おお!
「おお!」
バッタの間に突入した新入生たち、そのうちの一人が小声で呟いた。
「なんか変なのが見えるようになったし!」
視界の隅に、なにやら文字やら数字やらが浮かんでいる。
「ええっと」
じっとその部分に目を凝らすと、ちゃんと読み取ることができた。
三嗣黎/スキルなし
最初にバッタの間に突入した同級生、その頭の少し上に、そんな文字が浮かんでいる。
「これもスキルってやつなのかな」
と、その新入生は思った。
とはいえ、その新入生はあまり深く考える性質ではなかったので、そのことについても深く考えないままに、バッタへの攻撃を続行していたが。
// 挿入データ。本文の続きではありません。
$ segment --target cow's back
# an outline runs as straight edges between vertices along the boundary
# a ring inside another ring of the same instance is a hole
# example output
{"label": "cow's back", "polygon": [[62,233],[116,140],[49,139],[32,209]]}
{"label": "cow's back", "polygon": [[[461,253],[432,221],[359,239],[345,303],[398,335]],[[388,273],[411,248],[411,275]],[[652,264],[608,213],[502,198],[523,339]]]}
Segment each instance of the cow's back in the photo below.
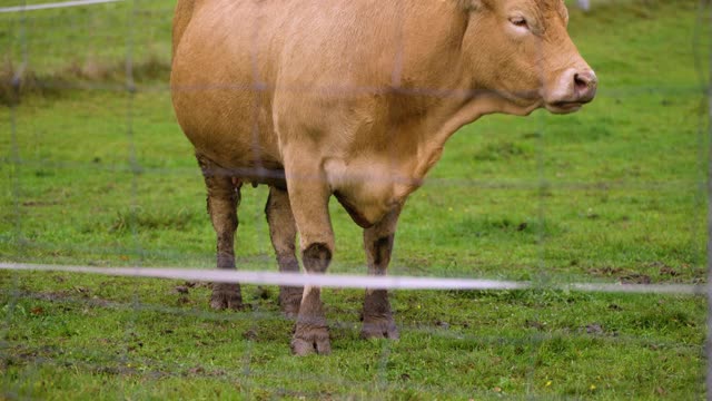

スキルというものは、エネミーを倒すことによって発現しやすくなる。
その程度の基礎知識は、その新入生であってもこれまでの探索者研修などで学んでいた。
初日からこうして、目に見える形でスキルの恩恵を受けられるというのならば、ますますやる気になるではないか。
そう思ったその新入生は、以前にもまして勢いよく手にしていた棒を振り回し、当たるを幸いにバッタを叩き落としていく。
その新入生の名は、冬馬智香子。
その年度の、松濤女子学園新入生の中で、一番早くスキルを身につけた者となった。
ちなみに、その時に冬馬智香子が生やしたスキルは、かなりポピュラーな〈鑑定〉であった。